Back to MR. Nicole Kidman should have taken lessons from Jim Broadbent in how to handle a badly written ham part. She's nice and tall, though. (Another by the way: why don't directors let their myopic stars take out their contact lenses when they're being filmed? They are professionals: surely they can kid on they can see? It's painful to watch poor Nicole and Michelle Pfeiffer and Vanessa Redgrave, and others I can't remember offhand, when their beautiful bloodshot eyes come into romantic close-up.)

And Ewan McGregor: I can watch him in anything . The Parkinson show last night was a bit difficult. Our Ewan was definitely uneasy next to the touchy-feely Kidman; and I understand why he took off to the wilds after Moulin Rouge. It must have bee such a relief to wrestle with real anacondas, and machete off curling vines and tendrils that wanted to strangle him - no discomfort there. He clearly can handle a proper jungle, whereas last night you felt like shouting, 'Heh, you! lea' the boy alane!'

C. Gatsby.

Craig Brown

All became clear the night I heard Craig Brown say, 'We're au fait with the sitaution.' You could hear the sighs throughout the land. 'Heh! Hear that? Au fait. Guy's a wee mad genius.'

He's not, of course. But Scotsmen, inarticulate, tongue-tied, dominie-ridden, are so mesmerised and terrified by small tubby men with a way with words and a Scots accent (cf. Tam Cowan - of whom more later) that they let them have whatever they want.

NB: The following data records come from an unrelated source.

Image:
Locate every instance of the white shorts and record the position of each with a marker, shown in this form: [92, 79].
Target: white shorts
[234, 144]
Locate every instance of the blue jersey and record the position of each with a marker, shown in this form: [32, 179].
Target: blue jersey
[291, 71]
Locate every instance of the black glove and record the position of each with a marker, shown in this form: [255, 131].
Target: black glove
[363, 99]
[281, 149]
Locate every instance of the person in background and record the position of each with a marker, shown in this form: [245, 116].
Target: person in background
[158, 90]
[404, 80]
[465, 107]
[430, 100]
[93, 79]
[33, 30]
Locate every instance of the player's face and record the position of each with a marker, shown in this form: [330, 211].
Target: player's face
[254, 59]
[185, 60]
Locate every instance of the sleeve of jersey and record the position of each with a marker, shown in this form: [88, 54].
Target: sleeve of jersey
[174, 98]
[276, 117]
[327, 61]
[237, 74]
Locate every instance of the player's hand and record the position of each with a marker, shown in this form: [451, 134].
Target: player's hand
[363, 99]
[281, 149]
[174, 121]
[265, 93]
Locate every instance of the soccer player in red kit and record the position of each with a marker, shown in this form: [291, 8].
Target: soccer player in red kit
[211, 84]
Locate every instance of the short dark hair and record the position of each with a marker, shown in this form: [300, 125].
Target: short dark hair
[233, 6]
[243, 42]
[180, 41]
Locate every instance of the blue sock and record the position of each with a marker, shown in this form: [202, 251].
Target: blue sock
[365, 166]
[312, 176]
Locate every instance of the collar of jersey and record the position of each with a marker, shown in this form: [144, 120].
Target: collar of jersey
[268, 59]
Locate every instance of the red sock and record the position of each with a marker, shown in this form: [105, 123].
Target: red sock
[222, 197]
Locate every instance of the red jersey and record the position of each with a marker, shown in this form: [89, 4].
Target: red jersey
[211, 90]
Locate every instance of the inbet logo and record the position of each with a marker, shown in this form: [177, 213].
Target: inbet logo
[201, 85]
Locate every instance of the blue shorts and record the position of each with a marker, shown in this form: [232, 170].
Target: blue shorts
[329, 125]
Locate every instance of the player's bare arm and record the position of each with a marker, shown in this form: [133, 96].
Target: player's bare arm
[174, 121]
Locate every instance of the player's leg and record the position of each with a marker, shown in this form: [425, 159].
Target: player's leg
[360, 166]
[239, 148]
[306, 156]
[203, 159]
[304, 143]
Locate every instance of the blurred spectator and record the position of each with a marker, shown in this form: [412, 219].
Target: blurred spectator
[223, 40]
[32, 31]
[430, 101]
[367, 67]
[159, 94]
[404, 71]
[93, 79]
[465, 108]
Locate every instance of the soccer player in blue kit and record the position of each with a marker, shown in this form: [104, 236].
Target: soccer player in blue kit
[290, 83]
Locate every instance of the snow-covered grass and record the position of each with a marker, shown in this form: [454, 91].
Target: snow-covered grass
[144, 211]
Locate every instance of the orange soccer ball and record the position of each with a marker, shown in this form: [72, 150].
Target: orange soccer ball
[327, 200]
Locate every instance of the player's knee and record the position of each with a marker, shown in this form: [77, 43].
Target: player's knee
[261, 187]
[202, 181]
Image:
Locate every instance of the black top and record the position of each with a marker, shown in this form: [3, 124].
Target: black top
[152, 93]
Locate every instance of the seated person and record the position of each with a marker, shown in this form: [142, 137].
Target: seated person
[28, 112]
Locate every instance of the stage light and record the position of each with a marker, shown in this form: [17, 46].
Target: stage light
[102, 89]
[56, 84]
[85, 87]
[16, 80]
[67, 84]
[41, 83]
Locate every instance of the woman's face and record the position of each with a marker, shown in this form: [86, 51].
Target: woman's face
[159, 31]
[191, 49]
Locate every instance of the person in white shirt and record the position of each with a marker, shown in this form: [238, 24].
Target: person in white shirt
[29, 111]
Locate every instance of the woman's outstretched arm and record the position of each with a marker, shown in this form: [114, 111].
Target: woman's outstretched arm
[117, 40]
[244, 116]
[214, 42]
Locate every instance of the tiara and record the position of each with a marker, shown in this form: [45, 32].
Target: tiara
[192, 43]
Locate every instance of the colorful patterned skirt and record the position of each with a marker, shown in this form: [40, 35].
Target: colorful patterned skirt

And I'm not just slagging the poor sad eejits in the Tartan Army. The SFA, the media: everybody's responsible for Brown having kept the job he's so duff at: football management. Using the best players in their best positions, honing set pieces and so on - picture Scotland team practices and all you think of is Brown ogling Colin Hendry as he lumbers up and down flexing his pecs.

Women know Brown couldnae run a menage - in the sense they use it doon the Waldorf. In the other sense, well, only some ju-ju there too can account for his much vaunted conquests. I cannot think of any other reason.

You think this is garbage? Watch the telly this Saturday, and whatever else happens, you'll see Brown, masterfully juggling his prepositions and subjunctives and compound clauses, in complete and perfect control.